Sometime during the year, someone asked me what am I grateful for and one was pissed off and angsty, so of course one had the choicest things to say. Ya, ya, I know, one is a royal pain in the butt but relatively honest, you have to grant me that. So if I’m angry every fibre of my being- from my hair to my toe will scream that it’s pissed and it wouldn’t care if it makes me look bad, it is what it is. Pretending to be pleasant and nice ain’t my trip in life! But having said that Jannat-e- Kashmir meri jaan, has a calming effect on the raging bull, so one’s ending the year, on a happy note. Here’s what I’m thankful for-
1) For my Amma- In retrospect it’s so much easier to forget pain and just remember the good stuff. Death and distance do tend to glorify people a bit but as I struggled with my mind this year, one got to re-examine my mum’s life almost as much as my own and however she lacked as a mum she was a class apart as a human being. I’ll always be grateful for having had the privilege to witness the life of someone, who was so different-depressive and joyous, loving and violent, doing exactly what she pleased yet never being indifferent. Truly, a character worth knowing.

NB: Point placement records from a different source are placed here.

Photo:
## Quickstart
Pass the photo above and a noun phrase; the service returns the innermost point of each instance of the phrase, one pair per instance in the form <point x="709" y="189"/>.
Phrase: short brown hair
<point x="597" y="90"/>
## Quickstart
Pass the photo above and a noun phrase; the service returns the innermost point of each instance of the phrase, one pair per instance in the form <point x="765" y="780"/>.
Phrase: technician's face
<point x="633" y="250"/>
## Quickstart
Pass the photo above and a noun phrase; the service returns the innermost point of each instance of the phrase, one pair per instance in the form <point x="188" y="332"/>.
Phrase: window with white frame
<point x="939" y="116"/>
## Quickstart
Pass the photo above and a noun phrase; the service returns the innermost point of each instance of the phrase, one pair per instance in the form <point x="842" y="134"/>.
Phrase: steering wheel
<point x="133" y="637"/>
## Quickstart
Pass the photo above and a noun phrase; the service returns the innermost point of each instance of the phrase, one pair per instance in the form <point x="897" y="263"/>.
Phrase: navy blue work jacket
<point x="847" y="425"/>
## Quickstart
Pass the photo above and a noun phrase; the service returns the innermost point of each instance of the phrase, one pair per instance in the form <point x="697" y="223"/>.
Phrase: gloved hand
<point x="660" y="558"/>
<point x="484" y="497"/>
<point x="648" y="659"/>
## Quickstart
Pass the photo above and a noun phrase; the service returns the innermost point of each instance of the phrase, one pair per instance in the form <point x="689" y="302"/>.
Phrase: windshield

2) To these crazy ships- I think it was somewhere around May, when one started to question everything. Existential angst came to hit me with a bang. Everybody kept telling me to find someone and somehow married people look so out of love to me, that nothing inspired me to tie that noose around my neck. Somehow, the cynical me, chanced upon Jikook and Larry Stylinson and yes, I know I’m not a sixteen year old girl but there’s something so enticing about forbidden love, that one was hooked and how. My daily dose of watching videos of closeted gay couples and a little bit of thinking about Shabnam Hashmi and Gauhar Raza, has kind of rekindled my life long romance with the idea of love. Not that one is looking, far from it but it’s nice to not growl at the idea of it, at least. Don’t you think all great love stories are essentially about fighting against ‘them’-family, society, world, injustice, whatever gives you an adrenaline rush? Or maybe like they ask , ‘Is it separation or is it marriage that’s worse for love?’ The jury’s out on that one nevertheless we are starting to love the idea of love, again.
3) The wonderful insights- One’s bumped into many people this year who helped me more than they’ll know. Their valuable insights about-life, femininity, grief, strength, rights, love, even about me as an individual helped me a great deal and one is truly grateful.
4) Realizations- One is apparently, very self critical, so very rarely can anyone tell me something terrible about myself that I don’t actually know. But two things really stood out- someone told me I was being very touchy about anyone calling me a photographer and that was on point.Months passed by and I couldn’t shoot, so I was being highly sensitive about it. One thought one would never be able to shoot again, so that comment really made me work on the problem. The second comment came from my father. He was explaining something about the business to me, about always having a backup plan and in the midst of this serious discussion he smiled and said, ‘you know everything about it! Since your teenage years, you’ve always kept a back up plan!’ Honestly, it was terrible and yet so true. I always thought, I was the queen of the rebound because I was just commitment phobic but shit I’m more cowardly than I ever admitted to myself. When I look back at all my relationships, I realize, I always expected them to fail. Going in, my subconscious strategy was, this is going to end sooner or later, what will I do next? If ever there’s a next time, I have to think it’s going last.
5) Friends- The one’s who miraculously, have had my back the past two years. To go against the tide and have someone’s back when no one is by their side requires real spine. Respect! It hasn’t been easy, in fact like they say ‘ the best part about the worst time of your life is that you get to see the true colours of everyone around you.’ Wow, what a revelation it has been! For helping me hold on to my sanity, for showing up, for the scoldings , the coaxing and the fussing, thank you mere gine chune, chindi chor, dosto you all know who you are! Tum jaise ——ka sahara he dosto!
6) The detractors- For all those whose lives are so uninteresting that they spend so much time discussing mine, plotting, recording, trying to hack my phone, trying to link my articles to porn sites, thank you. Iss kaneez ko itni importance, wah! It’s made me realize, I’m truly blessed to have so many things to occupy my brain, tongue and time with. It’s a privilege one’s truly starting to feel chuffed.
7) Karma and the Lord- Karma has been quite kind to me and Khudda ke to hum entertainment channel hai hi! Barring the times I’m bloody pissed with him, he keeps me good company on solitary nights.
So on this X’mas day, this is my gratitude list. Since one’s always a bad girl of course Santa, didn’t come down the chimney but in my old age I’ll try, to be good, just to see what the damn fuss is all about! He might pay me a visit then.